12
$\begingroup$

There are $N$ buckets.

Each second we add one new ball to a random bucket - so at $t=k$, there are a total of $k$ balls collectively in the buckets.

At $t=1$, we expect that at least one bucket contains one ball.

At $t=\sqrt{2N\ln{2}}$, due to birthday paradox, we expect that at least one bucket contains two balls.

.

.

At $t=f(m)$, we expect at least one bucket to contain $m$ balls.

What is the function $f(m)$?

  • 1
    *Someone* wrote a [blog post](http://calculus7.org/2012/01/16/generalized-birthday-problem/) about this.2012-07-16
  • 0
    The birthday paradox is closer to $\sqrt{N\sqrt 2}$. The classic one is $23\approx \sqrt {365 \sqrt 2}$ A naive approach says you have $\frac {N(N-1)}2$ pairs, so when this is of the order of $1$ you should expect a match.2012-08-25
  • 0
    This is called the "balls in bins" problem, and there is huge amount known about it, because it is crucial to understanding the performance of computer hashing algorithms.

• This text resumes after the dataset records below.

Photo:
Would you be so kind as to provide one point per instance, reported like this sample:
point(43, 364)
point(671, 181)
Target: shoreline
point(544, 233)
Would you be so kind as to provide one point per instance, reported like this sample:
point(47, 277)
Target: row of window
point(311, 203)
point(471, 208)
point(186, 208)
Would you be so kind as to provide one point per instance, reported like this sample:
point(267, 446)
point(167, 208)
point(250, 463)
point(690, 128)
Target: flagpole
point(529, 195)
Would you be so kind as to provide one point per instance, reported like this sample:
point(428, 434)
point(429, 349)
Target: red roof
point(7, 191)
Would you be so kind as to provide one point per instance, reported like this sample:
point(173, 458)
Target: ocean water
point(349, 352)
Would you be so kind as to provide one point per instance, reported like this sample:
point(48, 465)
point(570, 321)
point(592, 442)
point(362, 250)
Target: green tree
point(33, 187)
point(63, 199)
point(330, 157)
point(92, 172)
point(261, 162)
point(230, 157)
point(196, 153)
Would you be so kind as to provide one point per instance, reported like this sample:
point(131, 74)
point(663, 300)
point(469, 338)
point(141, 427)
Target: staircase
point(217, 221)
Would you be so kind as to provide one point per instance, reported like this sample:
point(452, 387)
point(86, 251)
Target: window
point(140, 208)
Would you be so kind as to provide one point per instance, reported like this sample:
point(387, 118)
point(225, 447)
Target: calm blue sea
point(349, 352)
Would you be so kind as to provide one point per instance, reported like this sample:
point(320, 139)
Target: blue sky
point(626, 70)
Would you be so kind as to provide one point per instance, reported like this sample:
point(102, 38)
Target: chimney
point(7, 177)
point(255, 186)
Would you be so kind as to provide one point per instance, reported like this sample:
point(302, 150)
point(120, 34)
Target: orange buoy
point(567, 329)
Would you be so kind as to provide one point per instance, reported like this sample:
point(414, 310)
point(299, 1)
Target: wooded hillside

You might try a web search for "balls in bins" and see what you find out. Or you might enjoy [this](http://ls2-www.cs.uni-dortmund.de/lehre/winter200203/randalg/balls-and-bins.pdf).2012-08-25
  • 0
    This is not $\sqrt{2N\ln(2)}$ to obtain a 50% chance ?2012-08-29
  • 0
    Actually, the probability $p$ that there bucket with more than one ball occurs is first matched or exceeded at $t=\sqrt {2N\ln \frac 1{1-p}}$.2012-08-25

1 Answers 1

2

Firstly, for $m = 2$, the expected time $f(2)$ at which at least one bucket contains two balls is not $t = \sqrt{2N\ln 2}$. That is the time $t$ at which the probability that there is at least one bucket with two balls crosses $\frac12$. The actual expected time $t$ at which at least one bucket contains two balls is instead given by $$\begin{align} 1 + Q(N) &= 1 + 1 + \frac{N-1}{N} + \frac{(N-1)(N-2)}{N^2} + \cdots + \frac{(N-1)(N-2) \cdots 1}{N^{N-1}} \\ &\sim \sqrt{\frac{\pi N}{2}} + \frac{1}{3}+\frac{1}{12}\sqrt{\frac{\pi}{2N}}-\frac{4}{135N}+\cdots \end{align} $$ where the $\sim$ denotes that these are the precise asymptotics.


(Mildly related: this question and the methods of asymptotic analysis at this one.)

For $m = 3$, see this question, where it is shown that the answer is $$ f(3) = \int_0^\infty \left(1+{x\over N}+{x^2\over2N^2}\right)^N \,e^{-x}\,dx $$ which has asymptotics $$ f(3) \sim 6^{1/3}\,\Gamma(4/3)\, N^{2/3} \approx 1.6226\,N^{2/3}. $$


For general $m$, the above question also says that the above answer generalizes to

$$f(m) \sim \sqrt[m]{m!}\ \Gamma(1 + 1/m)\ N^{1-1/m}$$

(for fixed $m$ and asymptotically as $N \to \infty$).